Charities are asking for the local authority to essentially ban them by capping the number of premises at zero. They say allowing even one or two clubs would send out a troubling message.
At present, there are no such venues in the region.
Jen Stewart, manager at the Rape and Sexual Abuse Centre Perth and Kinross, said: “Equally Safe, Scotland’s strategy to prevent and eradicate violence against women and girls is clear in its identification of commercial sexual exploitation as a form of gender based violence against women.
“Any agreement to license sexual entertainment venues above the number zero would directly contradict this strategy, which is set out by COSLA and the Scottish Government.”
She said: “We know through our work that there are many myths surrounding sexual entertainment venues, which often consider involvement to be a choice and perceives activities such as stripping or lap dancing to be entertainment.
“Such myths perpetuate harmful attitudes towards women, in normalising and promoting the notion that women’s bodies are a commodity to be bought and sold.

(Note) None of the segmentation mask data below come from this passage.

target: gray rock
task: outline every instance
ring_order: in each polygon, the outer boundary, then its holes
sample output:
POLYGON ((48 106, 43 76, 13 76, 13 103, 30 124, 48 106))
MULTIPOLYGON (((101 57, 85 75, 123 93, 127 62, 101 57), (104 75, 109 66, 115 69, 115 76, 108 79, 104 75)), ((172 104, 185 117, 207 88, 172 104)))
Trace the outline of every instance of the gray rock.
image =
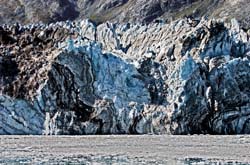
MULTIPOLYGON (((87 18, 97 24, 106 21, 161 24, 185 17, 205 16, 225 20, 235 17, 240 26, 248 29, 249 8, 248 0, 1 0, 0 24, 87 18)), ((197 23, 190 21, 190 24, 197 23)))

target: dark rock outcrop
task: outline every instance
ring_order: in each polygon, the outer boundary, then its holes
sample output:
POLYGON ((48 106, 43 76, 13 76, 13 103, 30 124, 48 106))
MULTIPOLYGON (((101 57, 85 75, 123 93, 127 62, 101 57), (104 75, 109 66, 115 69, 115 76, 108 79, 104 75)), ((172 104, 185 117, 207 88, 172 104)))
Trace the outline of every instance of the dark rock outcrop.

“The reality is that for many women involved in commercial sexual exploitation there is often no free choice, and links to trafficking and prostitution, as well as an increased risk of harm from other forms of violent and non-violent crime exist.
“We therefore consider that the presence of such venues in Perth and Kinross would put women and our wider communities at risk.”
Members of the licensing committee unanimously agreed to license SEVs at their meeting on Thursday and called for a formal policy to be prepared.
It followed a consultation earlier this year that showed the majority of participants (67%) didn’t want any such clubs at all.
Conservative councillor Roz McCall raised concerns that not enough people were consulted.
“There didn’t seem to be a huge response. It certainly is very conclusive, but I wonder if we could have done more to get more participation on it.
“Its such an emotive issue, I’m surprised more people didn’t want to get involved.”
A full policy statement will be drawn up and consulted upon, before being brought back to the committee for approval.